S. Teaspoonful after every act of emesis in iced Seltzer or Apollinaris water, or in champagne.

Sometimes a few drops of chloroform in a spoonful of iced mucilage of acacia act favorably.

In cases which appear utterly hopeless the physician, acting desperately, is sometimes able to save life by treatment which could scarcely be safely recommended. I once administered a fourth of a grain of morphia to a child of seven years, who, after a sleep of ten hours, ceased to throw up black vomit and recovered.

External applications to the epigastrium usually afford some relief to nausea at any stage of yellow fever. Mustard or aromatic cataplasms may at all times be used with hopes of favorable effects. Towels wrung from cold water are very efficacious. Sometimes a drachm or two of chloroform dashed over them increases their anti-emetic action.

Suppression of urine is generally a symptom of fatal import. Attempts may be made to establish the secretion by dry or wet cups in the lumbar region, by warm applications around the loins, or by mustard cataplasms or blisters. If the condition of the patient's stomach is such as to permit this practice, copious diluent drinks and diuretics should be given. Lemonade holding bitartrate of potassium in solution is generally the most acceptable, and probably the most efficient. Some physicians think they oftener obtain good results from small and frequently repeated doses of turpentine. I can bear testimony to the good results which sometimes follow large rectal injections of warm or cold water, the latter being preferable when there is high fever.
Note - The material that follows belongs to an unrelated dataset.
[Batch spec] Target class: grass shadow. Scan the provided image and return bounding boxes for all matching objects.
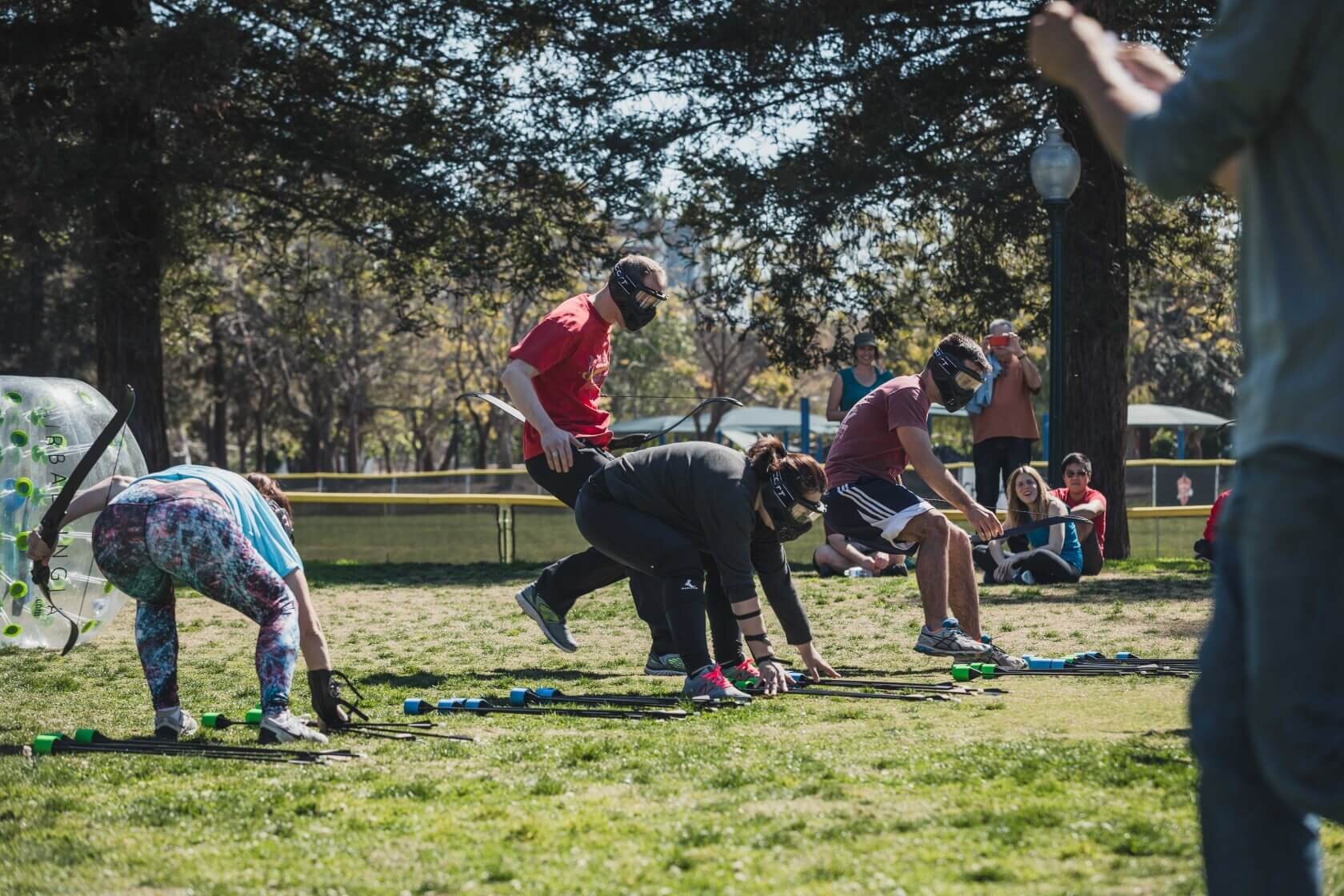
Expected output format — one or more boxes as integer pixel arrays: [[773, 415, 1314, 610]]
[[304, 560, 543, 587], [359, 668, 629, 690]]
In certain cases of yellow fever reaction from the cold stage is feeble and imperfect, or perhaps may not occur at all. This departure from type is very fatal. The patients are stupid, sometimes semi-comatose and incoherent, from the earliest hours of the attack. The face is listless, drunken, or idiotic in expression. The color of the skin is dark olive and almost livid. The print of a hand on the chest is very slowly effaced. Sometimes the surface is covered with a peculiarly unctuous perspiration. The pulse is feeble and compressible; the temperature seldom more than one or two degrees above the normal standard. Albuminous urine is found during the first day. Death, attended by convulsive rigors, generally closes the scene within seventy-two hours from the moment of seizure.

Hot mustard-baths should be resorted to. Blood may be drawn by cups or leeches from the back of the neck or temples, and this may be followed by the application of a blister. Morphia and atropia may be exhibited subcutaneously in small doses, to be repeated as often as proper. Quinia may be administered per rectum or by the hypodermic method. Lastly, pilocarpine may be thrown into the tissues in sufficient doses to procure its vigorous physiological action.

Almost in precise symptomatic contrast with these cases of failure in reaction is another form of attack, in which violent disturbances of nerve-function occurs; such cases often being characterized as congestive in type. The most typical of these attacks are among children or adolescents. If attended by noticeable chill, it is ordinarily slight. Reaction is quick and excessively violent. The face is flushed, the eyes injected, and convulsions with delirium are liable to occur as early symptoms. I have watched with much interest the alternate flushings and pallor of the countenance occurring in these cases, such as are often observed in basilar meningitis.

The treatment in this type of attacks should include chloroform by inhalation in sufficient amount to control convulsions. Chloral hydrate may be administered by enema, or morphia hypodermically. Cathartic doses of calomel often exert a beneficial effect. Leeches or cups, to be followed by cold applications or by blisters, may be applied about the head or neck. But cupping and leeching should only be resorted to in the treatment of grave symptoms, since obstinate hemorrhage is liable to occur from any and every point from which the cuticle has been removed.

Yellow fever is often masked during the paroxysm by some pre-existing disease. Malarial fevers, the febrile states of pulmonary consumption or of the recently-delivered female, may all mask the early clinical phenomena to such a degree that the most experienced and vigilant practitioners are sometimes astonished to find black vomit, suppression of urine, and all those symptoms which mark the last stages of the disease, suddenly developed.